During holidays, he would still be seen hard at work.

"He will always come earlier and leave later than you," said Xu Xin, Yuan's doctoral supervisor.

"He isn't that different from us. His progress is faster and he worries about more things in the lab than us. No matter who asks him for help, he's always welcoming," said Wang Shiqin, a junior student who published two SCI articles with Yuan's assistance.

In addition to academic achievements Yuan will sign up for any competition or activity.

During a sports meet, no one in the university signed up for the 10,000-meter long-distance race. Yuan volunteered and ran the whole length while it was raining. His participation moved many teachers and students that day.

"It's hard to have such a high level of achievement, even for students without physical limitations," said Li Kenuo, Yuan's undergraduate counselor.

"Yuan lost an arm. It takes 10 or even 100 times more effort than ordinary people to achieve such a result. The difficulties he faces, I know them," said Fang Yuan, Yuan Xin's mother, who often cries in joy at the news of her son's achievements.

At the age of 3, Yuan was hit by a truck while crossing the road with his mother. After five months of treatment in three different hospitals, Yuan's life was saved at the cost of his right arm.

By the time Yuan reached school age, his mother did not rush to send him into kindergarten.
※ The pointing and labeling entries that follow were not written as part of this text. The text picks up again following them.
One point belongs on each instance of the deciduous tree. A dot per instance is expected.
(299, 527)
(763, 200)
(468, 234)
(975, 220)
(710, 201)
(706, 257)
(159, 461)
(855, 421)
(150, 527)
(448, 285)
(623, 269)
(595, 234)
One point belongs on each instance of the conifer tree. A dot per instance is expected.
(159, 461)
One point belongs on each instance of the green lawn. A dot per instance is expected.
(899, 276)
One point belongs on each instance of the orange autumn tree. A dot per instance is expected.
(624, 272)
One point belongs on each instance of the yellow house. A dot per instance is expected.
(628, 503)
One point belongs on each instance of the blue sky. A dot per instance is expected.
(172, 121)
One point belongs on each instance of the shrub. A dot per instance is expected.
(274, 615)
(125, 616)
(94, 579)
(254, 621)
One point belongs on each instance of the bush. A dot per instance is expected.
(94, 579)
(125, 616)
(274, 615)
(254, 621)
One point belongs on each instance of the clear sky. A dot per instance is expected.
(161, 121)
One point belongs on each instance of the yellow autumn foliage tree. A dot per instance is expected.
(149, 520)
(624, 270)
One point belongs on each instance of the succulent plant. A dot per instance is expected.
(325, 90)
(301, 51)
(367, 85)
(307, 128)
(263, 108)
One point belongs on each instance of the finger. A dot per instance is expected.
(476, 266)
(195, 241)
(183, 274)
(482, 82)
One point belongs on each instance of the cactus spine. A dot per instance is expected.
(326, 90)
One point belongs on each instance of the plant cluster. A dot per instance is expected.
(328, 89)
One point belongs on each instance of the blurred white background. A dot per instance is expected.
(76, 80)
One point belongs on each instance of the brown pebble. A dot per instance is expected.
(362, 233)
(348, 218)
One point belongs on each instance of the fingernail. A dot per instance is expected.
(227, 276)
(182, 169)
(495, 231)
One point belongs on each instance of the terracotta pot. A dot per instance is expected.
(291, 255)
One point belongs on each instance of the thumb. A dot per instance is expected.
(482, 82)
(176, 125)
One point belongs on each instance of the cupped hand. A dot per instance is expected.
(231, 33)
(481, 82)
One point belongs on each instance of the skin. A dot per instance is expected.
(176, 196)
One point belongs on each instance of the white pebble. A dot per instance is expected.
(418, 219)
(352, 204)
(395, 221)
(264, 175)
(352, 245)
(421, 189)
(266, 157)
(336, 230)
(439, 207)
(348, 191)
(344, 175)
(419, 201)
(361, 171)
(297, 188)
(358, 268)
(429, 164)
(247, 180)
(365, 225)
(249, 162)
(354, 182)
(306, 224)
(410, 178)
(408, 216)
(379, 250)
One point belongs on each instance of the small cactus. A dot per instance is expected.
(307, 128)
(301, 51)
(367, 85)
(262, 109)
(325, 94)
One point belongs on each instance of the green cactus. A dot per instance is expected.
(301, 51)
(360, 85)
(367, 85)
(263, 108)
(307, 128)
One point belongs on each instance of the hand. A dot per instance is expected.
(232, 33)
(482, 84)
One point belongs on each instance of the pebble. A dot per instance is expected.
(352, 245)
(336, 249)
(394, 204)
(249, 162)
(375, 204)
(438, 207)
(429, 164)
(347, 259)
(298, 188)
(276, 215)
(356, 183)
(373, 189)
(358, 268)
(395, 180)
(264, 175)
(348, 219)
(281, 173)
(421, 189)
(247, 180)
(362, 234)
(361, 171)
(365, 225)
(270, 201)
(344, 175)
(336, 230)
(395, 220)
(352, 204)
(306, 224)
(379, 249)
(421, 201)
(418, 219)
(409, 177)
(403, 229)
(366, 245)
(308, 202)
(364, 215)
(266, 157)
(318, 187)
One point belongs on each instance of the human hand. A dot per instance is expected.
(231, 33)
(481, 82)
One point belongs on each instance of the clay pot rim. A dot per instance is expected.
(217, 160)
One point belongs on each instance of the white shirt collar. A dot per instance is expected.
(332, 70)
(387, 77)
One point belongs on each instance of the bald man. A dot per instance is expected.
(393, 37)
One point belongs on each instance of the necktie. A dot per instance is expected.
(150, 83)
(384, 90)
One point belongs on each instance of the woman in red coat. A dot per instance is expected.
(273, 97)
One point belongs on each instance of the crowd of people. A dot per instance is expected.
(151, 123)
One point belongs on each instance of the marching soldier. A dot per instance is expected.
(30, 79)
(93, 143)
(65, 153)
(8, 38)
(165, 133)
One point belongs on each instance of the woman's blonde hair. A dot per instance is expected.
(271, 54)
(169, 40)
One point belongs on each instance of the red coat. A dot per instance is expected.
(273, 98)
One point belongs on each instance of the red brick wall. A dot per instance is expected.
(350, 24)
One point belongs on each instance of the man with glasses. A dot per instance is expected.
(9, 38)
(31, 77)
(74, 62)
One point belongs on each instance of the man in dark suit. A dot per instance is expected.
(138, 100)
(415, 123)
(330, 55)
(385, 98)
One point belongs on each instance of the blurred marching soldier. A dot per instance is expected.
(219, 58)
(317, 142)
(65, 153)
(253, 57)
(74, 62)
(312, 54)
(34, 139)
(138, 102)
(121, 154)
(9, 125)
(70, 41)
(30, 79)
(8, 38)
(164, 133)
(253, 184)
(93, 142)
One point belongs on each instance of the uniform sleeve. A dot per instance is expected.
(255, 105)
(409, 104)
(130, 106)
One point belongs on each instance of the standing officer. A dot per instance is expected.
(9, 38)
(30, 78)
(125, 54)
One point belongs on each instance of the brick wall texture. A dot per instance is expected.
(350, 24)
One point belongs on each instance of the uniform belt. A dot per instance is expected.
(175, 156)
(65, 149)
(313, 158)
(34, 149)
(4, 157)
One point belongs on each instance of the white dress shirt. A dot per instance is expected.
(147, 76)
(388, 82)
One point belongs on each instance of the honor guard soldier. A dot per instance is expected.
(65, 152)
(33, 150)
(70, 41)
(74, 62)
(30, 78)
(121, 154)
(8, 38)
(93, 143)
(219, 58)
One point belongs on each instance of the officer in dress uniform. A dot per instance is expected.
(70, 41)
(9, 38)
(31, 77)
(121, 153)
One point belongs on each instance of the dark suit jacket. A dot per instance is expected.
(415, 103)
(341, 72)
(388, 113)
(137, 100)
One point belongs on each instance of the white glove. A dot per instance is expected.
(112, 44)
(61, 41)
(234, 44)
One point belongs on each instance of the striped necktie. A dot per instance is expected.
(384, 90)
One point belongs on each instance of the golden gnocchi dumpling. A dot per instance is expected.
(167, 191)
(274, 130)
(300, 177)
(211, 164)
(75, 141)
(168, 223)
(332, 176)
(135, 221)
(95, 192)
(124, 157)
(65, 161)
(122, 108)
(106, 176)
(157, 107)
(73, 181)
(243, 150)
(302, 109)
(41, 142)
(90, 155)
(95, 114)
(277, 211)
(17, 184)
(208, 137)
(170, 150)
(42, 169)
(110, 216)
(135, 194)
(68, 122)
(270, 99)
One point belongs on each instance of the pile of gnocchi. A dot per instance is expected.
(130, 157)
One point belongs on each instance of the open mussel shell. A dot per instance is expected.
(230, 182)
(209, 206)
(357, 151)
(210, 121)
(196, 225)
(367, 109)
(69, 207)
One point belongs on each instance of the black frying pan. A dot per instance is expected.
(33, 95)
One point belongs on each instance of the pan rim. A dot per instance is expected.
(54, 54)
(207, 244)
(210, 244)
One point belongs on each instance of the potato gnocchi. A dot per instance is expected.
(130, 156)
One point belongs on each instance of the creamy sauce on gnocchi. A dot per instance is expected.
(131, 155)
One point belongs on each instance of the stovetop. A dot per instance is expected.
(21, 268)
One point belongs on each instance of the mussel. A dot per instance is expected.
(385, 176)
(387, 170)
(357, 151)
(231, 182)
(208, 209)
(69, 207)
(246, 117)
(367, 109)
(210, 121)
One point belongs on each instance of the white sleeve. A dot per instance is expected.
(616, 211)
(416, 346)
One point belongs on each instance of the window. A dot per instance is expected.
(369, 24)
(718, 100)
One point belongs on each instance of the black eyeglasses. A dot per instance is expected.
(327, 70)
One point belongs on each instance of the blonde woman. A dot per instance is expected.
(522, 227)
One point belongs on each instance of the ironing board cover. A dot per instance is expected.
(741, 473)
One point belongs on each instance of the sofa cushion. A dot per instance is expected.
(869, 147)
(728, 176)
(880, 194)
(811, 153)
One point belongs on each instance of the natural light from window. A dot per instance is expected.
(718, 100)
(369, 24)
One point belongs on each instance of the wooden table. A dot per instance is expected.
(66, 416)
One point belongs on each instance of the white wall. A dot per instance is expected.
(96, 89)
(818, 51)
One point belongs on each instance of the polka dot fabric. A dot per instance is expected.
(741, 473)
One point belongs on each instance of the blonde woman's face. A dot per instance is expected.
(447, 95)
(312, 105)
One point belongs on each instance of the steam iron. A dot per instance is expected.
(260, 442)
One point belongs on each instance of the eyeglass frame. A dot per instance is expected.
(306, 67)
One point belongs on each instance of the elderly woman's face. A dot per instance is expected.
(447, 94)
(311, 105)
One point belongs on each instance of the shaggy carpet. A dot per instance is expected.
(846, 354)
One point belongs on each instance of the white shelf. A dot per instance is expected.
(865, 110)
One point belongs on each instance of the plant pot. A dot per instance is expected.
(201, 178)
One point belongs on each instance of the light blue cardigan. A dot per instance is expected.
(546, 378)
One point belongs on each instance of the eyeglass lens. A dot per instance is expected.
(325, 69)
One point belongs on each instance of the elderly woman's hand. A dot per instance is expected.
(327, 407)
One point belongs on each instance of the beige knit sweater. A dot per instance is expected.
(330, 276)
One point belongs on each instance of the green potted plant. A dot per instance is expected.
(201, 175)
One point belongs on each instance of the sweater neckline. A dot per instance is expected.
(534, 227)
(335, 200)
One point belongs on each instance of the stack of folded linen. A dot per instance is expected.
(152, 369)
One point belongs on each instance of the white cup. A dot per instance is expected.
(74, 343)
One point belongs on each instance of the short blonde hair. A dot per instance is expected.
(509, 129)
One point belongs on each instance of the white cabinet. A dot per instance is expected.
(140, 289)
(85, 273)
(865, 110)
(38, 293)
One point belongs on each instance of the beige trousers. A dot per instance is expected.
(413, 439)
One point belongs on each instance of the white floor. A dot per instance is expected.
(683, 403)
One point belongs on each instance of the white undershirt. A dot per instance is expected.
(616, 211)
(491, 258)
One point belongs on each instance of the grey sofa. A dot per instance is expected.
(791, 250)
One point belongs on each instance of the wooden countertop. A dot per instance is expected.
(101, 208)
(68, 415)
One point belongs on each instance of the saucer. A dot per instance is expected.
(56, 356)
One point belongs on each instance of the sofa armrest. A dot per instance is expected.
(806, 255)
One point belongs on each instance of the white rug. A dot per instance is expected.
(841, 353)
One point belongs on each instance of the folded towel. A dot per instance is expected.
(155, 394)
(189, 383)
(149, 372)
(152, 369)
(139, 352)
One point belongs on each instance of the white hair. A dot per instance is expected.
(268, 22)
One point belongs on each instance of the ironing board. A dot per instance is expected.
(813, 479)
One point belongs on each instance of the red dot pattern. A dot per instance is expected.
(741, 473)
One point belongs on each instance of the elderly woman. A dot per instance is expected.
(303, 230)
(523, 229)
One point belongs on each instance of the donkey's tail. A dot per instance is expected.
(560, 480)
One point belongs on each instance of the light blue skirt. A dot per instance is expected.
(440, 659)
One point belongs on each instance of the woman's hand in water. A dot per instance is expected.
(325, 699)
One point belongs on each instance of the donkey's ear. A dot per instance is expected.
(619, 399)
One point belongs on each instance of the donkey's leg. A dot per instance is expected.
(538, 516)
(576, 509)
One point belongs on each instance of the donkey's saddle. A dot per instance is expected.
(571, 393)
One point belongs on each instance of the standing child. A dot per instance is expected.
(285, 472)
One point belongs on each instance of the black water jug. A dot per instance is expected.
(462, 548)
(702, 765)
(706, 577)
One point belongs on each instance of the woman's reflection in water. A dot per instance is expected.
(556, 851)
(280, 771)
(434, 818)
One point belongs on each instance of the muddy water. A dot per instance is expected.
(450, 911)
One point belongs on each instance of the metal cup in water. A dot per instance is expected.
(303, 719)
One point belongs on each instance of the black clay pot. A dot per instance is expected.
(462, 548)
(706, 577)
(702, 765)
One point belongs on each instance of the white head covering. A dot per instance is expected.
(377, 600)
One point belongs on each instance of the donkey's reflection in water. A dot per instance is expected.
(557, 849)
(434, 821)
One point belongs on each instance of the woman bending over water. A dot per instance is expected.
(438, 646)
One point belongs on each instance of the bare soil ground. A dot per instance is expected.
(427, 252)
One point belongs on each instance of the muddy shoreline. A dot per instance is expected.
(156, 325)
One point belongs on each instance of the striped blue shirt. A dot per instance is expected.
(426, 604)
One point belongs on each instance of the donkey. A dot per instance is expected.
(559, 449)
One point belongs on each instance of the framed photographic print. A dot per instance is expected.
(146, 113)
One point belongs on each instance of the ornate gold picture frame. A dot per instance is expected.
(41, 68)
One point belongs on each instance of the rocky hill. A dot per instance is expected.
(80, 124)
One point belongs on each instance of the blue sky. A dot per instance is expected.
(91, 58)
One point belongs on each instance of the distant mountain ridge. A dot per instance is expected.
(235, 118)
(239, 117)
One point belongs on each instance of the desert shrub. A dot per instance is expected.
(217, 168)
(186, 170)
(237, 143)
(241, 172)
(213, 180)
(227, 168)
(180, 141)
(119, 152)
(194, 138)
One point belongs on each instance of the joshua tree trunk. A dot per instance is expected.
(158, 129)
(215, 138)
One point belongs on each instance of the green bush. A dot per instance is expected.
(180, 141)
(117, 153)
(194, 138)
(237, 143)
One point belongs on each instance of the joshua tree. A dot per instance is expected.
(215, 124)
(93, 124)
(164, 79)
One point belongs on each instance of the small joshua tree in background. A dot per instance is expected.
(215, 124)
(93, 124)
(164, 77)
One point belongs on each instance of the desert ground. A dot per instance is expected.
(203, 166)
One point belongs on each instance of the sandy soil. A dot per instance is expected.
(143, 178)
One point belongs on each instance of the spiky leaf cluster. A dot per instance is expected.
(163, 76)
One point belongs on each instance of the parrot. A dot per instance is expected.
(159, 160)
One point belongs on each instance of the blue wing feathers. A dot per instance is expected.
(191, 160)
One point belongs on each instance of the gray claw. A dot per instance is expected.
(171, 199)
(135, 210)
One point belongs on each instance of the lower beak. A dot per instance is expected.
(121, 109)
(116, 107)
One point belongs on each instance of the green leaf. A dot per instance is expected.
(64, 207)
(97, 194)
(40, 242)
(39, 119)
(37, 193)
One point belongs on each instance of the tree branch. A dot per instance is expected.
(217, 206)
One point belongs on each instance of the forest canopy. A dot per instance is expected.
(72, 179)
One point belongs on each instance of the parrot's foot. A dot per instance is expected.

Fang, who firmly believes "knowledge changes destiny", instead taught her son at home first, helping him master writing with his left hand one stroke at a time.

"Gold will always shine, whether a person has one or two arms," Fang said.

From elementary to middle school, Yuan's grades were among the top in his class. Yet despite his best efforts, he could not escape ridicule and bullying from his peers, was often laughed at in school and given nicknames.

These negative experiences made Yuan question whether his efforts were worthwhile. But his mother's words rekindled his resolve.

"There are a hundred ways a person can live, there's no need to care about the thoughts of others," said Fang, who encouraged and supported her son every step of the way.

In high school, Yuan experienced kindness and support from his peers and teachers. Together, they prepared for the gaokao, the national college entrance exam.

For his major, Yuan wanted to become a doctor in order to save more people like his grandmother-in-law, who passed away on the first day of his exam. The reality of his condition, however, meant he could never be in charge of medical operations.

After much thought, Yuan chose computer science, and was admitted into WUST in 2014.

Having never touched a computer before entering university, Yuan worked harder than most. He spent over three months in the library practicing typing and caught up to his peers quickly.

During his senior semesters, he was granted eligibility to the successive graduate and doctoral academic program, which allowed him to study in the university's graduate and doctoral programs after finishing the undergraduate curriculum.

Yuan said the opportunity motivated him to work even harder.

"I am slower than others, so there are always things that need completion. I can only work overtime."